Friday 27 April 2007

Restoring NTFS partitions with partimage

There are plenty of articles out there describing how to use partimage to backup and restore your servers. Most of them assume you are using Linux but the process can be used with Windows servers without much hassle. Except for one big hassle, which is the raison d'ĂȘtre of this post.

I have managed to use partimage version 0.6.4 to backup and restore Windows 2000 servers. Partimage will nag about the experimental status of NTFS support but it works fine, at least it did for me, as long as the MBR (Master Boot Record) was intact.

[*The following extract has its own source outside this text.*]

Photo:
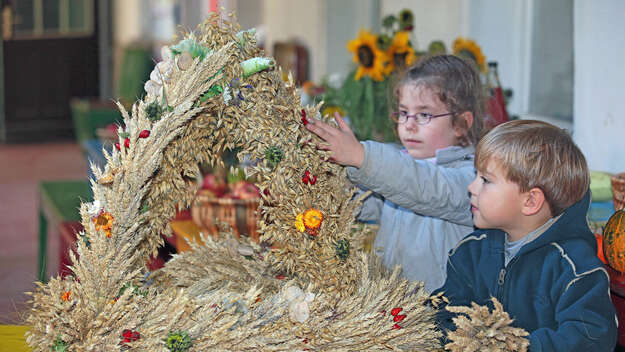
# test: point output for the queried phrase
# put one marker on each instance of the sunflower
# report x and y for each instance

If you have lost the MBR (for example, you are restoring to a new hard-disk), then you have, most likely, tried partimage's option that says:
( ) Restore an MBR from the imagefile
Only to be presented with an error message:
Can't read block 0 from image (0)
If you have already tried Dave Farquhar's solution without success, or if, like me, you didn't backup the MBR, there might still be hope. You will need your Windows 2000 installation CD, though.
  1. Start the windows installation by booting up with your Windows 2000 CD.
  2. Have the installer re-create the partitions. If you use "restore" methods the installer will not create a new MBR for you.
  3. When the installer reboots to finish the installation, quickly replace the CD in the drive with your Linux emergency boot disk. I used Knoppix v5.1.1.
  4. Restore your data using partimage as describe in one of the many tutorials on the Internet.
This method assumes that you have created the partitions in the windows installer based on your previous partitions. When you create your image, make sure you also back-up your partition information.

Tuesday 17 April 2007

Rsync + SSH ServerAliveInterval

Did you ever leave scp running overnight to copy a file from a remote server over some slow WAN link? And only to find the dreaded message on the console (I was using port 2222):

scp -c blowfish -P 2222 user@remote_host:huge_remote_file .
huge_remote_file 43% 182MB 0.0KB/s - stalled -
Yeah - "stalled". At 43%. So you pull out rsync to, at least, re-start from where it stopped:

rsync --progress -e 'ssh -c blowfish -p 2222' user@remote_host:huge_remote_file .
But what if it stalls again? You will not be around to re-start the transfer.

You can use ssh's ServerAliveInterval option and rsync's exit value to solve this problem. The remote host will need to accept public key authentication but this is easy to set-up, even if only temporarily.

This is the command that does the trick:

while rsync --progress -e 'ssh -o ServerAliveInterval=300 -c blowfish -p 2222' \
user@remote_host:huge_remote_file . ; do sleep 1; done
Explaining: if there is no traffic through ssh in 300 seconds, the client will request a ping reply from the ssh server and drop the connection in case none is received. Rsync will then exit with a non-zero status (probably 20), which will allow the loop condition to run again.

Thus, when the transfer is successfully finished, rsync will exit with status 0, ending the loop. And the file will be waiting for you in the morning. Nice.

By the way, I use blowfish as the cipher algorithm because it is faster than the default, 3des. In my case it doesn't matter too much since the connection was being tunnelled through a VPN but you should use a stronger cipher if that's not your case.